If the natural progression of things were followed, Transporter 3 would probably feature Martin in a breakdancing competition against a werewolf on the moon. Instead, the filmmakers behind the real Transporter 3 made the decision to go light on the unbelievable situations, and the resulting film, while still marginally entertaining, is almost dull by comparison.
Statham reprises his role as Martin, an ex-special forces fighting machine who delivers unmentionable items for undesirable miscreants on a "Don't ask, don't tell" basis. Transporter 3 finds the unflappable Martin back in Europe, forced into driving a childish, befreckled Ukrainian pixie woman named Valentina (the exquisite Natalya Rudakova, in her acting debut) cross-country for a shady American Lance Henriksen look-alike (Robert "T-Bag" Knepper) with a penchant for shooting insubordinate underlings.
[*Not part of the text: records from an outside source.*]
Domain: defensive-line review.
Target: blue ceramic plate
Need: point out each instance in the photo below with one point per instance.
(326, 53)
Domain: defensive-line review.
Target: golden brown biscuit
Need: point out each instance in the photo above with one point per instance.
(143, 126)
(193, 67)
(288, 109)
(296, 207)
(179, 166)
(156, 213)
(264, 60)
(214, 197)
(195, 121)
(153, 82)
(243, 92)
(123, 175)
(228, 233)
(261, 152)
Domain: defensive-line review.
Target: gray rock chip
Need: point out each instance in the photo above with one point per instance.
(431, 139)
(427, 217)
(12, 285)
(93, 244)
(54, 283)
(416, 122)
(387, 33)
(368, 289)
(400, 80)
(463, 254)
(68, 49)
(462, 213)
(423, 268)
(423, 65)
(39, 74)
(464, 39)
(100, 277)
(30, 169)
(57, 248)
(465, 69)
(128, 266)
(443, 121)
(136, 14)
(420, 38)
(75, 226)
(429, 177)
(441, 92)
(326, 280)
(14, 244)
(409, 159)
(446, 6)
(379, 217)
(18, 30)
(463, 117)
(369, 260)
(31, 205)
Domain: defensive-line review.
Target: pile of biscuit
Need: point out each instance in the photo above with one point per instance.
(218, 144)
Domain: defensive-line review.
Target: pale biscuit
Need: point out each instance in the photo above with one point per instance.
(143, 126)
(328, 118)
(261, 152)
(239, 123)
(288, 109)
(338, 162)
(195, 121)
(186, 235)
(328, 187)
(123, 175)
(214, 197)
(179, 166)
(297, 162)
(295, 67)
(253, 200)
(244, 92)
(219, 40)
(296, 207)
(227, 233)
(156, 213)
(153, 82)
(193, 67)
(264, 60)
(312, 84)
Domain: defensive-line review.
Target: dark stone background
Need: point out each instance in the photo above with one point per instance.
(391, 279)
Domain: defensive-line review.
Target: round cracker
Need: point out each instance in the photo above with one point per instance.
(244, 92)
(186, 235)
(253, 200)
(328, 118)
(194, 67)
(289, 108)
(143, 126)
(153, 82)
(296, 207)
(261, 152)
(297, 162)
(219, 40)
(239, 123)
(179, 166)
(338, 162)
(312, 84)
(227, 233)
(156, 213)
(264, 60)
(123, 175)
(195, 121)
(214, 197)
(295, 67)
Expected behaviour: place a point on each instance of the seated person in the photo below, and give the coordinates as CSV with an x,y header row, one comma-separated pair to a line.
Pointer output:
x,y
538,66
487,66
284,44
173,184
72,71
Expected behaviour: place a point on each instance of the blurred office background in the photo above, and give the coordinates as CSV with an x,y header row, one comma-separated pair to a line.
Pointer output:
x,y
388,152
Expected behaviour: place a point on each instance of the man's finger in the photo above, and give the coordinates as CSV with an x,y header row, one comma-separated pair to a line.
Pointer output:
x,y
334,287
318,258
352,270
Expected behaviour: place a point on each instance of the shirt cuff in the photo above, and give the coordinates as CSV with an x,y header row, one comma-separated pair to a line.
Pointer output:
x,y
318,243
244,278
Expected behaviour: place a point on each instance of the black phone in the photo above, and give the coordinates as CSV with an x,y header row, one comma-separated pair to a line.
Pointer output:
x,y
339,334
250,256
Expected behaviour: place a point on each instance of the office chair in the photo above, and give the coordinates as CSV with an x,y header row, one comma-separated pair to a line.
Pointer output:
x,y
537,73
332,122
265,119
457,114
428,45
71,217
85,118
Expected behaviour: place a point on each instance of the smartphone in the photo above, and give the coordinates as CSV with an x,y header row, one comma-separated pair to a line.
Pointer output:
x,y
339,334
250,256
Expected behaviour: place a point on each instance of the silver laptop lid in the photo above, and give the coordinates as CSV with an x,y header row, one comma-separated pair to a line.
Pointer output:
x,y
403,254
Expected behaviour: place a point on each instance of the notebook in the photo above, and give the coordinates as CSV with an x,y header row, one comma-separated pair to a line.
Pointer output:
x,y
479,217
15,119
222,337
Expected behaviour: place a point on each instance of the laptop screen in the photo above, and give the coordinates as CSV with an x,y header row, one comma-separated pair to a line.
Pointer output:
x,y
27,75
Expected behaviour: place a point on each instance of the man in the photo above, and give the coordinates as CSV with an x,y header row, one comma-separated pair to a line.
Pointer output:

The catch is that if Martin or his whiny cargo move more than 75 feet away from his car, the sweet exploding bracelets on their arms will blast them to smithereens.
The familiar plot isn't really a problem; what's lacking, however, is a concrete sense of style. Where the first and second films looked as unique as their balletic action sequences played (thanks to its visually forceful directors: Corey Yuen and Louis Leterrier), Transporter 3 presents itself as a choppily-edited, more character-driven espionage thriller, as if awesomely-named rookie director Olivier Megaton had decided to cash in on any leftover Jason Bourne hoopla. But though it's cut like a Bourne film, Transporter 3 is still, at heart, the same old mindless action flick about guys kicking each other in the face and driving their cars into trains, with nothing close to depth, artistry, or social commentary appearing on-screen. Not that there's anything wrong with that.
But the most frustrating thing about Transporter 3 is its complete lack of the sort of over-the-top spectacle that upgraded the first two films from "stupid" to "stupid but fun." The refreshingly pretence-free Statham chugs along as he always does in his expressionless way, and several of the fight scenes are decently inventive, but there just isn't the sort of jaw-dropping disregard for reality that made the first two instalments so enjoyable. Breaking stale film laws in the name of entertainment is what put the otherwise-forgettable Transporter franchise on the map to begin with; Megaton's refusal to let the series become any more ridiculous has dragged it into the territory of the forgettable. Such a shame. Thank God Crank 2 is on its way.